En Chile, los retiros de fondos de pensiones, aprobados durante la pandemia, destruyeron simultáneamente la posibilidad de un sistema solidario de pensiones y la opción de una jubilación digna basada en el ahorro individual. Otro tanto hicieron con la confianza en la democracia las acusaciones constitucionales y otros show perfectamente inútiles.
Mirándolo bien, no son los ciudadanos los que se han desplazado hacia los extremos; fue el centro el que se descentró. Ni Trudeau, ni Macron, ni Sánchez, y mucho menos Fernández en Argentina. En Chile, lo que hoy se llama Socialismo Democrático estaba tan entusiasmado como el resto de la izquierda con el estallido social y el proceso constituyente. El New York Times de esos años, al igual que muchas universidades y medios de comunicación de centroizquierda, se lanzó en campañas de censura y autocensura, promoviendo teorías sexuales, políticas y raciales, por lo menos arriesgadas.
Desde el hotel que vigilaba en Austria, Johannes Kaiser no dejó de ser él mismo: un defensor de las delicias del darwinismo social y de ciertos greatest hits del nacionalismo neoconservador. Nunca pretendió ser de centro, pero figuras como Judith Butler y Chantal Mouffe le otorgaron, por contraste, una apariencia de sensatez.
No estuvo solo en ese cambio sin transformación que se operó en su sector político. Marine Le Pen, por ejemplo, abandonó el antisemitismo de su padre, mientras que Jean-Luc Mélenchon, líder de la izquierda radical francesa, lo retomó bajo la excusa del antisionismo. Lo mismo se podría decir de Daniel Jadue. Así también, el desprecio por el humanismo y el liberalismo parece permear tanto a la izquierda radical como a ciertos sectores de la derecha.
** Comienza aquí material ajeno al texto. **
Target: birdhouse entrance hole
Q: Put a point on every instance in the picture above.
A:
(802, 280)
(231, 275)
La inflación verbal siempre acompaña a la inflación monetaria, y viceversa. Contra ella, nada ni nadie parece demasiado extremo. Todos pueden ser una respuesta a una desesperación que la elite política nunca siente como propia. Johannes Kaiser sabe de historia todo lo que desconoce de economía, pero también comprende que la economía es una rama de la historia.
La barrera que lo separa del triunfo es, paradójicamente, la razón de su éxito: el rechazo radical que genera en quienes no piensan como él. No es un rechazo irracional; Kaiser ha dejado claro que quienes no estén de acuerdo con él, no vivirán tranquilos si llega al poder. Sabe que no podrá, ni querrá, cumplir esa amenaza, pero entiende que la rabia de sus electores, dirigida contra aquellos que creen que les impiden alcanzar la prosperidad, es el motor que impulsa su vuelo. Ser odiado es parte de su fuerza, pero ser querido, ser querible, es la asignatura que aún tiene pendiente.